Bundan sonra "boranının yuvalağı"nın (köftesinin) yapımına geçilir. Bunun için de; bir tepsiye üç su bardağı köftelik bulgur, isot, tuz, kara biber, tarçın, döğülmüş kara et konularak az su ile yavaş yavaş yoğrulur. Köfte kıvamına gelince (kavrulurken dağılmaması için) un eklenip yoğurmaya devam edilir. Yoğrulan köfte bir tarafa alınır. Nohut büyüklüğünde parçalar alınarak avuç arasında yuvarlanır. Bir tavaya sıvı yağ konur, yuvalaklar pembeleşinceye kadar kızartılır. Sarmısak az tuz ile döğülüp yoğurda eklenir. Birinci aşamada hazırlanan nohutlu ve pencerli yemekten tabaklara bir miktar alınır, üzerlerine kızarmış yuvalaklar konularak sarmısaklı yoğurt dökülür ve servis yapılır.
Toplumsal değişme süreci içerisinde, Urfa mutfağının geleneksel türlerinin kaybolmadan yaşatılmasını sağlamak amacıyla tanıtılmaları gerekmektedir. Türler tek tek ele alınıp incelendiği taktirde yörenin yemeklerinin lezzetlerinin güzelliği yanında, besleyici özellikleri ve sağlık açısından değeri de ortaya çıkmış olacaktır.
PATLICANLI KEBAP
4 kişilik malzeme: 1 kg az yağlı kıyma et, 3 kg uzun doğranmaya müsait patlıcan, şiş ve bir miktar kömür.
Yapılışı: Genişçe bir manğalda odun kömürü yakılır.
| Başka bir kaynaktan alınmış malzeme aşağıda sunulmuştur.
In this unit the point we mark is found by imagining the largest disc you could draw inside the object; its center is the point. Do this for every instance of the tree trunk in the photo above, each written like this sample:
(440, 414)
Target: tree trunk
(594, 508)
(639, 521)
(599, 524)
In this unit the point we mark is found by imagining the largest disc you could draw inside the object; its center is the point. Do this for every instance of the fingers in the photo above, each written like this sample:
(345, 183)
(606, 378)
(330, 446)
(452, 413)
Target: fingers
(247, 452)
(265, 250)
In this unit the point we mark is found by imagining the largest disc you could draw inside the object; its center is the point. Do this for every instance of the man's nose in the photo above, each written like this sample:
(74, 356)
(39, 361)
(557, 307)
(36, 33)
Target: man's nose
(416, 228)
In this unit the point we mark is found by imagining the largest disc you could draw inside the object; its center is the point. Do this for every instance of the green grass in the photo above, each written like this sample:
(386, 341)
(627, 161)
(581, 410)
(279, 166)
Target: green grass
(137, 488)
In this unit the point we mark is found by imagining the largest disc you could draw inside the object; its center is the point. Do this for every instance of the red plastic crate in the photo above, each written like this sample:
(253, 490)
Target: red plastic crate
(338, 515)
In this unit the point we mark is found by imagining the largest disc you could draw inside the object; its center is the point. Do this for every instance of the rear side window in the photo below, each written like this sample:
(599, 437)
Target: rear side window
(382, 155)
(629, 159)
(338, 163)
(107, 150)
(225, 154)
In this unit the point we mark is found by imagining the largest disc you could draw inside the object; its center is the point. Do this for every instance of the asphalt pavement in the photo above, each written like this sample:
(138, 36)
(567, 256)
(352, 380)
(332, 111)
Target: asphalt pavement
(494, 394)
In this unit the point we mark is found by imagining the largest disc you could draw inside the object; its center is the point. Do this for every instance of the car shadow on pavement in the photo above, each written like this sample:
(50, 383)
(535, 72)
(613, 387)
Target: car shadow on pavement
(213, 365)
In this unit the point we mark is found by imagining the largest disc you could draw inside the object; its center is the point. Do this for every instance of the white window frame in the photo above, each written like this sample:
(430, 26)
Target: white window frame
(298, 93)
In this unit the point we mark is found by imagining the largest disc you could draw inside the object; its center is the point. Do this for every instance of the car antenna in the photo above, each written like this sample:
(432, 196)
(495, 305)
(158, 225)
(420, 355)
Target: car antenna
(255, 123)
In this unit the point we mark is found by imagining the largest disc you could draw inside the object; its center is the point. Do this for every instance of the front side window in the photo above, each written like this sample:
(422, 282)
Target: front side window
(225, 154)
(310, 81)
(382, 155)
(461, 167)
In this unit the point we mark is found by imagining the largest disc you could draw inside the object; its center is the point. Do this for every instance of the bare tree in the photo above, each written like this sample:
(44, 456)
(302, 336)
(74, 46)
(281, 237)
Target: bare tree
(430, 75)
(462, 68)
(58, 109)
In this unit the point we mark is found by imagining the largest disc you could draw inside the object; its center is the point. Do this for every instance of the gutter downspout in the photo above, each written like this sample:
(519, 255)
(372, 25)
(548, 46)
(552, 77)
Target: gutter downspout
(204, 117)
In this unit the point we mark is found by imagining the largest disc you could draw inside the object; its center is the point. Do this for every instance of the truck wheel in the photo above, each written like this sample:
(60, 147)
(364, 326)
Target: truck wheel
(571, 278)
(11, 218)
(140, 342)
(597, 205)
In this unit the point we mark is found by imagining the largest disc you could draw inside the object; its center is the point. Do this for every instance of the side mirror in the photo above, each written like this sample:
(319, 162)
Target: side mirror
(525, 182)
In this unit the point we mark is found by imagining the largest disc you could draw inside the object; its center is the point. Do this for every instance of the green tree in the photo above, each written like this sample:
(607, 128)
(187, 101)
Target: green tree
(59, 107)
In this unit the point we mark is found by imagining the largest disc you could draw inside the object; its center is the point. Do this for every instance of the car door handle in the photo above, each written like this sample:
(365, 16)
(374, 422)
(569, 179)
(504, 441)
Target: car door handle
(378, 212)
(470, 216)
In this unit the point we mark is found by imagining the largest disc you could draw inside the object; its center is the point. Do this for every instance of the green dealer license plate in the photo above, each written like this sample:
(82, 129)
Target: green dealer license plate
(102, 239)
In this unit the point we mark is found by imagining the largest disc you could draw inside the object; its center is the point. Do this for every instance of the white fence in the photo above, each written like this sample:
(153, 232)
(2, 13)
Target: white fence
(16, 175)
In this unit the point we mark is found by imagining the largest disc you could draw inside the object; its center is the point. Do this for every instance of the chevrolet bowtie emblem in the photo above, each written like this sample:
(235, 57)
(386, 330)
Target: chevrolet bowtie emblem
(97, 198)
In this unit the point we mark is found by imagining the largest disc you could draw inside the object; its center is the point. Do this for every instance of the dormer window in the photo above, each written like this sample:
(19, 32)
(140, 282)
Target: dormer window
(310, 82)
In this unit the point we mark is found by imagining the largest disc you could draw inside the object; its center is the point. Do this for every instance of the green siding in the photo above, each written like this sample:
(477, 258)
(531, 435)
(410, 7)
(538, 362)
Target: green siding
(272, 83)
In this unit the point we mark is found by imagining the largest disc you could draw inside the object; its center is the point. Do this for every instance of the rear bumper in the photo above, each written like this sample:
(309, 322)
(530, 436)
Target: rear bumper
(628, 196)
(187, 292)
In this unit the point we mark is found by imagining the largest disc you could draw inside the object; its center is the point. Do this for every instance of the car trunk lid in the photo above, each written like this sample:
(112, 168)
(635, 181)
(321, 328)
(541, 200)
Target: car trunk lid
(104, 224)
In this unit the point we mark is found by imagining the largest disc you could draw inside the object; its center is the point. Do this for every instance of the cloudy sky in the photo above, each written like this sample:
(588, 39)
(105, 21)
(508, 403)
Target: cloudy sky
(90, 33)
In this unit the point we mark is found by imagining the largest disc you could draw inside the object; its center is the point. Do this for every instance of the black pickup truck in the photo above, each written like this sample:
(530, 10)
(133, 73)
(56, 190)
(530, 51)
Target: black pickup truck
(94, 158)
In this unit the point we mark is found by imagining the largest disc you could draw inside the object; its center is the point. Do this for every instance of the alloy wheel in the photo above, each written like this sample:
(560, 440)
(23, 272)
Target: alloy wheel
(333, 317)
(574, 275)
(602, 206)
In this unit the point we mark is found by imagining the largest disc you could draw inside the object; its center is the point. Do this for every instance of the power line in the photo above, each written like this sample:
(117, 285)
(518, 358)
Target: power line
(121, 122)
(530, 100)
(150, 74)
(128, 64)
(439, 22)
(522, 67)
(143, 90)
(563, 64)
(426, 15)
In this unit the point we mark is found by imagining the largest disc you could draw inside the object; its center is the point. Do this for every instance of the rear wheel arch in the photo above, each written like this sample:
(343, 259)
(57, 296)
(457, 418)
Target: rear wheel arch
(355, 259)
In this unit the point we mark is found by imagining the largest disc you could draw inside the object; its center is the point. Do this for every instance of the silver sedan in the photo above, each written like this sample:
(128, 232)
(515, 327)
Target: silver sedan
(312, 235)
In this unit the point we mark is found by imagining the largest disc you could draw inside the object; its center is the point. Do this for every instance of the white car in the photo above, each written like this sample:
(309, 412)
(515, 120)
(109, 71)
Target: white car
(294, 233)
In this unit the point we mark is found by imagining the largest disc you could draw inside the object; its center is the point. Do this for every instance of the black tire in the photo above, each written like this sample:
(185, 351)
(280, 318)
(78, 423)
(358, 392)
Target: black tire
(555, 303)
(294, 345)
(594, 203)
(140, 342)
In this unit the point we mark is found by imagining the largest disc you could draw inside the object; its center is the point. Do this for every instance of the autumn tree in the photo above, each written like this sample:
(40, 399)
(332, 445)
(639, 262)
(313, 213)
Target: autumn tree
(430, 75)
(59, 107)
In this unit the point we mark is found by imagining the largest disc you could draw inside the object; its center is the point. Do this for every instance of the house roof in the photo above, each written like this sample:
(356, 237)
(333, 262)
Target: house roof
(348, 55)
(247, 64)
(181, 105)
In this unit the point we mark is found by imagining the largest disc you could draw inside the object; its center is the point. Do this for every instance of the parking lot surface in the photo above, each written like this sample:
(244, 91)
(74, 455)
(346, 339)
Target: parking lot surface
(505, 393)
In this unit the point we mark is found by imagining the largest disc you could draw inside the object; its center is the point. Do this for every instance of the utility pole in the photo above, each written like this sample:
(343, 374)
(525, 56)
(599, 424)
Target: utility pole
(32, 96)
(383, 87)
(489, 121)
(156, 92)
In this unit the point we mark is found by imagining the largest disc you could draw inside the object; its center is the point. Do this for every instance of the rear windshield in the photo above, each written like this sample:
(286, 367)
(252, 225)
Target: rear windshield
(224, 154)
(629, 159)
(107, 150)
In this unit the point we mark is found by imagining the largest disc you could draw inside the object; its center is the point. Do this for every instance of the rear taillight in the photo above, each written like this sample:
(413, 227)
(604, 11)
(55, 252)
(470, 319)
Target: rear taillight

Kıyma ete tüz katılır ve biraz yoğrulur.Patlıcanlar üçe ya da dörde bölünür. Bu işte özel olarak yapılmış şişe, sırasıyla biber patlıcan ve et sıkıca saplanır ve ateşte yeteri kadar pişirilir. Pişirilen kebap bir kaba çekilerek üzerine çok az miktarda su tanelenir ve üzeri kapatılır. Biraz bekledikten sonra servis yapılır.
LEBENİ ÇORBASI
4 kişilik malzeme: Yarım kilo dögme, 2 kg yoğurt ve 250 gr. nohut.
Yapılışı: Dövme bir tencereye konur, üzerine bir miktarda su konarak kaynalıtılr ve suyunu çekmesi beklenir. Başka bir kabta ıslatılan nohut dövmeye katılır ve kaynatılır. Kaynayan dövme ve nohut karışımı üzerine yavaş yavaş yoğurt dökülür. Pişince tabaklara konur ve biraz bekletildikten sonra servis yapılır.
BOSTANA (SALATA)
4 kişilik malzeme: 4 Domates, 2 Yeşilbiber, az miktarda kuru biber, 4-5 yeşil soğan, 1/2 demet Maydanoz, 100 gram Pirpirim (semizotu), 4-5 yaprak taze nane, 1 bardak nar pekmezi.
Yapılışı: Sebzeler yıkanır, iyice ayıklanır, soğanların kabuğu soyulur. Daha sonra bütün sebzeler çok ince doğranır. Tuz atıldıktan sonra ezilerek karıştırılır, üzerine nar pekmezi, az miktar da da su eklenerek karıştırılır ve servis yapılır. Domatesin tadı az ise bir miktar salça da konulabilir.